Born in obscurity so dense, and moving on a plane so humble and unambitious that the literature of his day did not deem his birth or his life worthy of the most casual mention, his name stands today the foremost in all history for the results achieved as well as the manner of their achievement. Far in advance of all other men who have ever lived in the mighty influences that he put in motion to sway the world and shape the destinies of men, he threw aside as unworthy to be utilized all the appliances and methods by which others had gained an ascendancy over their fellows and won the chaplet of renown. Everywhere and upon all occasions he utterly refused to countenance, either by word or action, any idea or suggestion of political power for himself. He flattered no man’s vanity or ambition or cupidity to induce him to enlist under his banner.
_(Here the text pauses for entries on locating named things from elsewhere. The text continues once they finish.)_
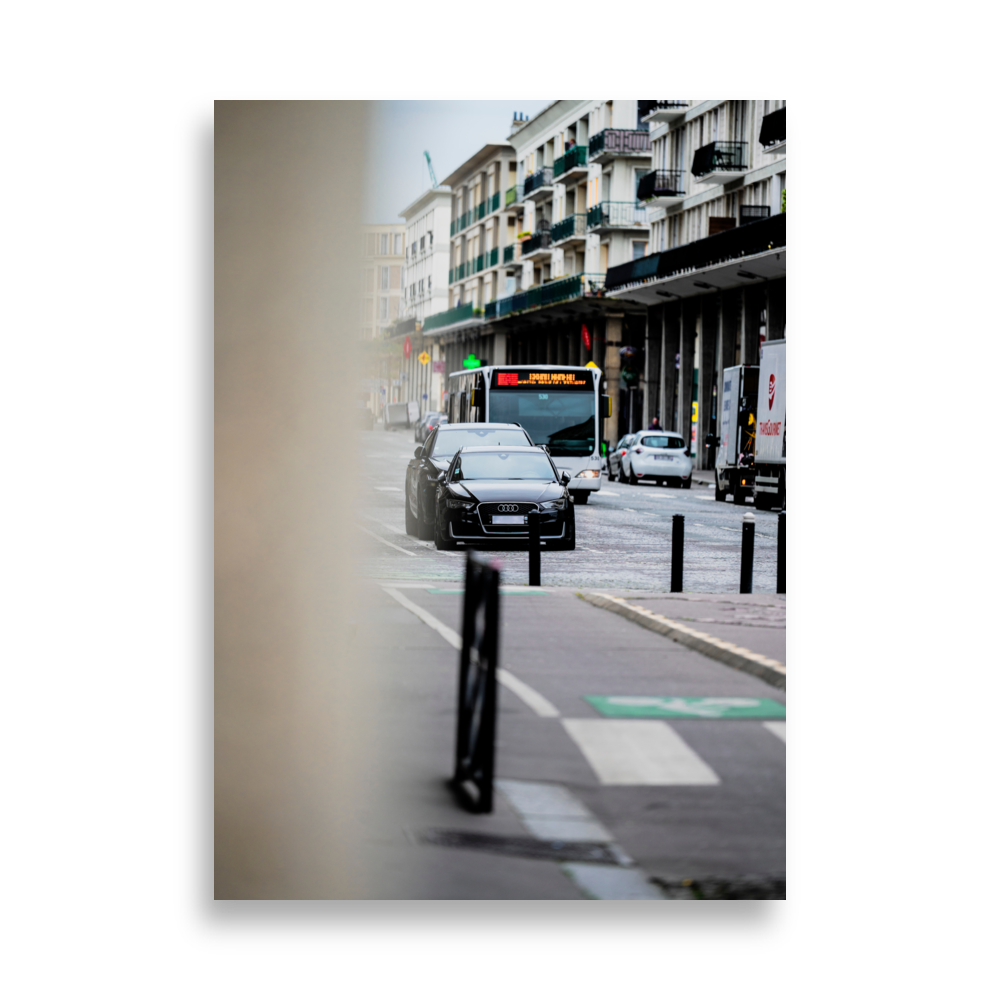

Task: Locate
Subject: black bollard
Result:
[775,511,785,594]
[740,514,754,594]
[670,514,684,594]
[528,510,542,587]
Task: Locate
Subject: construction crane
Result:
[424,149,437,187]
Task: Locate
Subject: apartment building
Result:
[399,186,452,327]
[360,223,405,340]
[605,100,787,469]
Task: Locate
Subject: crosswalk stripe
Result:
[562,719,719,785]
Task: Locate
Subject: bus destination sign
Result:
[491,370,594,390]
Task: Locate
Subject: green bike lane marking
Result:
[584,695,785,719]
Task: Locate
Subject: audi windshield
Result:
[431,420,531,458]
[451,451,556,482]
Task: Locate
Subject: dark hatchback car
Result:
[403,423,534,542]
[434,446,576,550]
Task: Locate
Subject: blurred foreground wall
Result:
[215,101,372,899]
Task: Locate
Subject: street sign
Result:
[584,695,785,719]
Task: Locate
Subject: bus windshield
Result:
[490,389,597,455]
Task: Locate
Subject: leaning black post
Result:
[774,511,786,594]
[451,552,500,812]
[528,510,542,587]
[670,514,684,594]
[740,514,754,594]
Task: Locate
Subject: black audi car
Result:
[434,446,576,550]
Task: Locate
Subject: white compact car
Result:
[621,431,691,489]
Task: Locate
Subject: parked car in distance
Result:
[434,446,576,550]
[619,431,691,489]
[608,434,635,482]
[403,422,534,542]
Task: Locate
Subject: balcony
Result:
[521,227,552,260]
[590,128,652,163]
[524,167,552,201]
[485,274,604,320]
[606,206,788,294]
[421,302,480,333]
[587,201,648,232]
[691,142,747,184]
[759,108,788,153]
[636,101,691,125]
[552,146,587,184]
[635,170,684,208]
[552,212,587,246]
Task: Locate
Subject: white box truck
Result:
[753,340,786,510]
[715,365,760,504]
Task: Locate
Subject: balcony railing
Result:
[524,167,552,197]
[635,101,687,121]
[740,205,771,226]
[552,146,587,178]
[759,108,788,153]
[606,213,788,291]
[422,302,478,330]
[552,212,587,243]
[503,184,524,208]
[590,128,650,157]
[521,229,552,257]
[587,201,647,229]
[485,274,604,319]
[635,170,684,201]
[691,141,747,177]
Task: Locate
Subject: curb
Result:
[576,590,786,691]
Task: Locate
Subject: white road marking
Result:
[358,524,416,556]
[380,584,559,719]
[562,862,663,899]
[764,722,785,743]
[563,719,719,785]
[495,779,614,844]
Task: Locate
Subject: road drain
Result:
[416,830,619,865]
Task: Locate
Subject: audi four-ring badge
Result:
[434,445,576,550]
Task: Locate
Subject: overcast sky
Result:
[364,100,552,223]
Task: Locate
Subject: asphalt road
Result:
[359,431,778,594]
[355,424,786,899]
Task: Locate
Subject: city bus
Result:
[448,364,611,503]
At no time, under no circumstances did he ever hold out to any man, high or low, Jew or Gentile, any promise or prospect or hope of earthly preferment or distinction to induce him to become his disciple. On the contrary, when men came to him voluntarily and proposed to follow him, it seems as if he would discourage them from doing so. He gave them to understand clearly and unmistakably that he had no lands or houses or money or lucrative positions to bestow, and if their object in seeking to ally their fortunes with him was to better their worldly condition, he had no hope or promise or prospect to hold out in that direction. . . . His is a living, direct message to the hungry heart, which he himself proposes to feed and satisfy. Millions have tested his promise and declared it true. All along the march of the ages hungry hearts have received from his hand the bread of life and been satisfied. His religion still reigns a living power in the human soul. It carries within itself the ability to demonstrate its truth to the conscious satisfaction of every heart that will open its doors to receive it. “Behold, I stand at the door and knock: if any man hear my voice and open the door, I will come in to him, and will sup with him, and he with me.”
Only a God-Man could properly make such a promise; or, having made it, enable it to be realized. Such is the Christ we worship!